The planned timeline for CFS’s entry into the commercial market is in the early 2030s.

Last year, CFS said it is building what it bills as the world’s first fusion power plant in Chesterfield County, Virginia. The energy Google is buying will come out of that plant, called ARC, which is still in the development process.

“The timeline to design and build and deploy an ARC power plant is actually quite fast with respect to how energy system builds out its generation and connects it to the grid,” Needham said. “No one’s ever built a fusion power plant.”

Google didn’t say whether it plans to use CFS’ fusion energy for its AI products.

CFS’ fusion timeline

CFS has a few things on its agenda before entering the market.

First, it needs to show that its first fusion device can actually generate more energy than it consumes. That’s the the company’s SPARC device, located at CFS’ Massachusetts headquarters and built in collaboration with MIT’s Plasma Science and Fusion Center.

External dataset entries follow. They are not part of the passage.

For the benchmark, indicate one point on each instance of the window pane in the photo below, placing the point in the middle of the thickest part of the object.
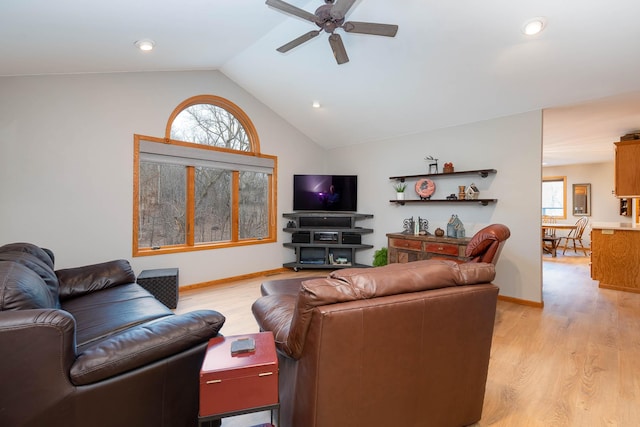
(553, 198)
(208, 124)
(161, 205)
(212, 205)
(254, 205)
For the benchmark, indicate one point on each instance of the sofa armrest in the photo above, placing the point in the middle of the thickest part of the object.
(144, 344)
(78, 281)
(38, 349)
(274, 313)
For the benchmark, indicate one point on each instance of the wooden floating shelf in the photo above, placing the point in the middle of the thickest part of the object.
(483, 202)
(481, 172)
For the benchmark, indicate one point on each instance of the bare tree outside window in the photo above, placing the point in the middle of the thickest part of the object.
(254, 212)
(162, 205)
(213, 205)
(208, 124)
(204, 185)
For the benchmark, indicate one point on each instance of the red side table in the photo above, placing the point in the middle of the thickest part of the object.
(239, 384)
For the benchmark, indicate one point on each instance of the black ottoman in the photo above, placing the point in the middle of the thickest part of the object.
(162, 283)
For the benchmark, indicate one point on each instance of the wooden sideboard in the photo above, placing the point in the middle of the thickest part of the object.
(615, 258)
(403, 247)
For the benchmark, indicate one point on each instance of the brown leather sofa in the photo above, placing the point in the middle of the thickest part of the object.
(89, 347)
(400, 345)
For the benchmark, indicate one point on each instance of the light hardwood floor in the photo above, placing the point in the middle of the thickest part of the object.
(576, 362)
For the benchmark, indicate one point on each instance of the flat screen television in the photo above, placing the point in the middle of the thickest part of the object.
(325, 193)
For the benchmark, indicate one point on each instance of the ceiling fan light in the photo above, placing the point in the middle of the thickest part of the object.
(145, 45)
(534, 26)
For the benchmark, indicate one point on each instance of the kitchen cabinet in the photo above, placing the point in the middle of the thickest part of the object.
(627, 172)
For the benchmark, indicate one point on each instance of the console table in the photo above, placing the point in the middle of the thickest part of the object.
(404, 247)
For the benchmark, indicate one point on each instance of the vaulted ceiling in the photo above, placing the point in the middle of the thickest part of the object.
(452, 62)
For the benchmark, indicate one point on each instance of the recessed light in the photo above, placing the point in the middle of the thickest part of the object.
(145, 45)
(534, 26)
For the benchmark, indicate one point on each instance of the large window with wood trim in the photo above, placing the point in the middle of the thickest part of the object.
(554, 197)
(205, 184)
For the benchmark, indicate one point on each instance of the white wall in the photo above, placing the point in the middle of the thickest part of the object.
(511, 145)
(66, 147)
(605, 207)
(66, 165)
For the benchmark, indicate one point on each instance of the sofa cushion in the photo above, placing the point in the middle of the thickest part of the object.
(365, 283)
(144, 344)
(43, 255)
(22, 289)
(410, 277)
(101, 314)
(39, 267)
(75, 282)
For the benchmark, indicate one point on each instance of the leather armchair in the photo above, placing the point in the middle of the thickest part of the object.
(405, 344)
(486, 245)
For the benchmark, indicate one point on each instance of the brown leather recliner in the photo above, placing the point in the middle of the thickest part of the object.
(403, 345)
(486, 245)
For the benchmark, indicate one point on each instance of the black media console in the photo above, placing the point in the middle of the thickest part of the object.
(325, 239)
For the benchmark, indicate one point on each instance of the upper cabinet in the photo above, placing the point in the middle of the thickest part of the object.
(627, 170)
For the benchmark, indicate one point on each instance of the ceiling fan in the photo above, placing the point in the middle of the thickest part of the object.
(329, 17)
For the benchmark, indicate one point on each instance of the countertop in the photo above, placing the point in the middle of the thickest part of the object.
(626, 226)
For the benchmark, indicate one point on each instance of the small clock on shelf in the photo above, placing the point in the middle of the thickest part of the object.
(425, 188)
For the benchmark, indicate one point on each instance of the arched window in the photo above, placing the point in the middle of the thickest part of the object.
(206, 184)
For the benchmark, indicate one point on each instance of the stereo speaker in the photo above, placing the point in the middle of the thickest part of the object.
(301, 237)
(351, 239)
(325, 221)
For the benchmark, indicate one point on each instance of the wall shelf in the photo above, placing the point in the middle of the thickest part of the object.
(483, 202)
(481, 172)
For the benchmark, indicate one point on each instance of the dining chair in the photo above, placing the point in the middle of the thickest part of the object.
(575, 236)
(549, 232)
(549, 240)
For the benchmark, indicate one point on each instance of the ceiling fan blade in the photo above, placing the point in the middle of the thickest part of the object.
(339, 51)
(387, 30)
(341, 8)
(293, 10)
(297, 42)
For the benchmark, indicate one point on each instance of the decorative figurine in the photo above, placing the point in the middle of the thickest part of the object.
(455, 228)
(461, 192)
(472, 192)
(433, 165)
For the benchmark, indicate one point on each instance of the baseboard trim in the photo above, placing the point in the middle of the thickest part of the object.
(521, 301)
(231, 279)
(619, 288)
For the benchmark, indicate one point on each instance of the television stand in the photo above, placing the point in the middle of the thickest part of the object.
(325, 239)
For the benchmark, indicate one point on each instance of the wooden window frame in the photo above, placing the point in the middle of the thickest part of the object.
(254, 152)
(564, 194)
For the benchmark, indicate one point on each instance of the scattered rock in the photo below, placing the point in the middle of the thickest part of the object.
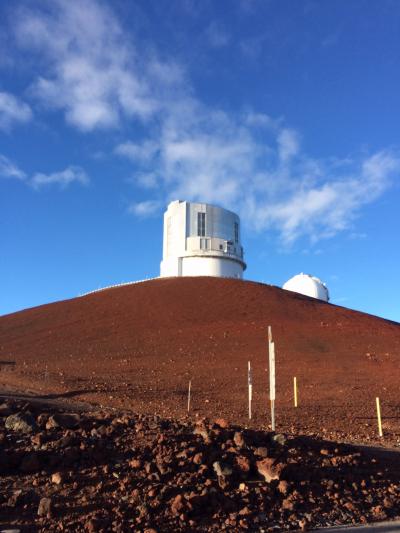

Construction of SPARC is at about 60%, according to Needham. The system is expected to show net energy gain in 2027. “That’ll be the first time that it’s done in a commercially relevant architecture,” Needham said.

Meanwhile, the company is moving in parallel with the plans for its actual plant, for which CFS has started the process to secure licenses, approvals and permits. Construction in Virginia is expected to start in a couple to a few years, Needham said.

In CFS’ vision, customers of fusion energy will not be limited to the big AI companies. Industrial applications, the re-shoring of manufacturing and the electrification of many sectors, from transportation to heat, are all driving demand for clean energy.

ARC is designed to generate 400 megawatts of net electricity. One megawatt of capacity (one million watts) from a regular coal power plant is enough electricity to power 400 to 900 homes in a year, as estimated by the U.S. Nuclear Regulatory Commission.

Fusion vs. fission

CFS, which spun out of MIT in 2018, grew to more than 1,000 global employees and raised over $2 billion in total funding under the promise to deliver what many have considered the Holy Grail of clean energy: the commercialization of fusion energy.

“Fusion” would create energy by bringing together two atoms’ cores, or nuclei. Its twin and opposite process, nuclear fission, is the process of splitting nuclei apart.

For decades, scientists have been trying to replicate and commercialize fusion, the reaction that powers the sun and other stars. Contrary to wind or solar power, fusion can generate tremendous amounts of energy regardless of weather conditions, and without any carbon emissions as by-products.

Fusion enthusiasts say that fusion would also present distinct advantages over nuclear fission, which is the chain reaction nuclear power stations rely on nowadays: fusion would generate less radioactive waste than fission, and presents no risk of getting out of hand and cause meltdowns.

Fusion is also an incredibly expensive and challenging endeavor. A fusion power plant would need to be built using materials that can withstand the extreme conditions under which fusion can happen, such as heat and neutron damage. Such new materials are not ready to be used, and potential solutions aren’t easy to test.

Yet CFS says that its SPARC system in the Bay State will be the birthplace of fusion.

“We talk about how this might be the moment that many, many years from now, decades from now, people look back and say, ‘What was the birth of commercial fusion power?’ This might be that moment,'” Needham said.